Aquele que fora principal artífice das escavações e reconstrução do Teatro Romano de Mérida, D. José Ramón Mélida, no início do século apuntaba vestígios claros do que puderam ser as primitivas termas romanas que, com o tempo, se perderam con posteriores construcções e reedificações destes lugares.

Do mesmo modo que aconteceu com outros recintos termais de grande importância na Europa, Baños de Montemayor continuaria a utilizar-se em épocas posteriores, favorecidos estes pela via de comunicação que foi durante sécuos a "Rota Via da Prata" e posteriormente a N-630, que une o Sul e Norte de Extremadura e as vizinhas Comunidades de Castilla-León e Andalucía.

No início do século XVII se comprova novamente a utilidade a fama dos banhos e, deste modo, em 1628 e em tempos do Marquês de Montemayor, D. Juan Luis de Silva y Ribera, reformaram-se as Ordenanças destes banhos do Norte extremenho.

Nos últimos anos do S. XVIII, o Bispo Laso interessa-se pelas águas termais de Baños, em agradecimento à melhoria que ocasionavam aos usuários que se aproximavam delas, mandando construir acessos por estrada e arranjar pontes.

Esta importante labor em favor da povoação e suas águas termais terão continuidade com o Bispo de Porras e no Chatre da Sé de Plasencia que mandarão recolher as águas, canalizá-las, construir lavadouros, abobadar um recinto para banhos, além da edificação duma galeria com pias para uso dos banhistas.

No início do século XIX, em 1817, Baños de Montemayor teve o seu primeiro Director do Balneário, D. Francisco Martínez e, em 1833 o Balneário, por decisão das Câmaras Municipais dos bairros de Béjar e Montemayor, passaria a ser possessão dos vizinhos da vila, que criaram a chamada "Junta Protectora do Estabelecimento".

Modificações de importância e paulatinas ampliações de considerável custo aconteceram nos séculos XIX e XX, obtendo como resultado um atraente e acolhedor Balneário, junto do qual se construiu, no início da segunda década do século XX, um magnífico hotel que leva o mesmo nome do Balneário.

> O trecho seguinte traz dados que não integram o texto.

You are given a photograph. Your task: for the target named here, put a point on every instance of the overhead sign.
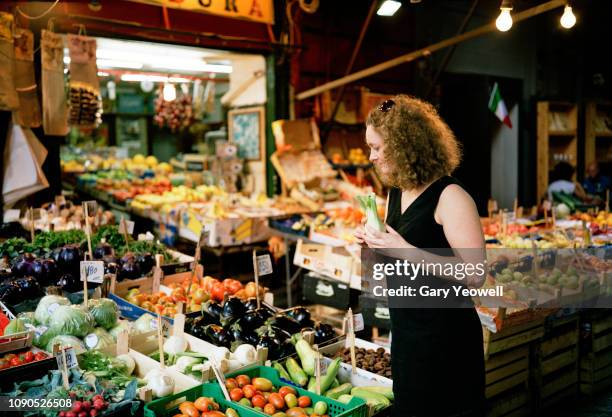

Este Balneário alugou-se ao famoso político do Partido Radical Alejandro Lerroux. Este político impulsou consideravelmente o Balneário e o Hotel, e cedeu a sua titularidade a Ferrero e companhia, Sociedade de Responsabilidade Limitada, dissolvida em 1944, ficando D. Miguel Ferrero Pardo e os seus posteriores herdeiros como administradores do Hotel e do Balneario.

Esta família não duvidou em dedicar muito esforço e ilusião por manter os recintos termais e hoteleiros, conseguindo com isto uma importante repercussão laboral na povoação, aparte dos benefícios medicinais que o Balneario supunha para os pacientes e visitantes.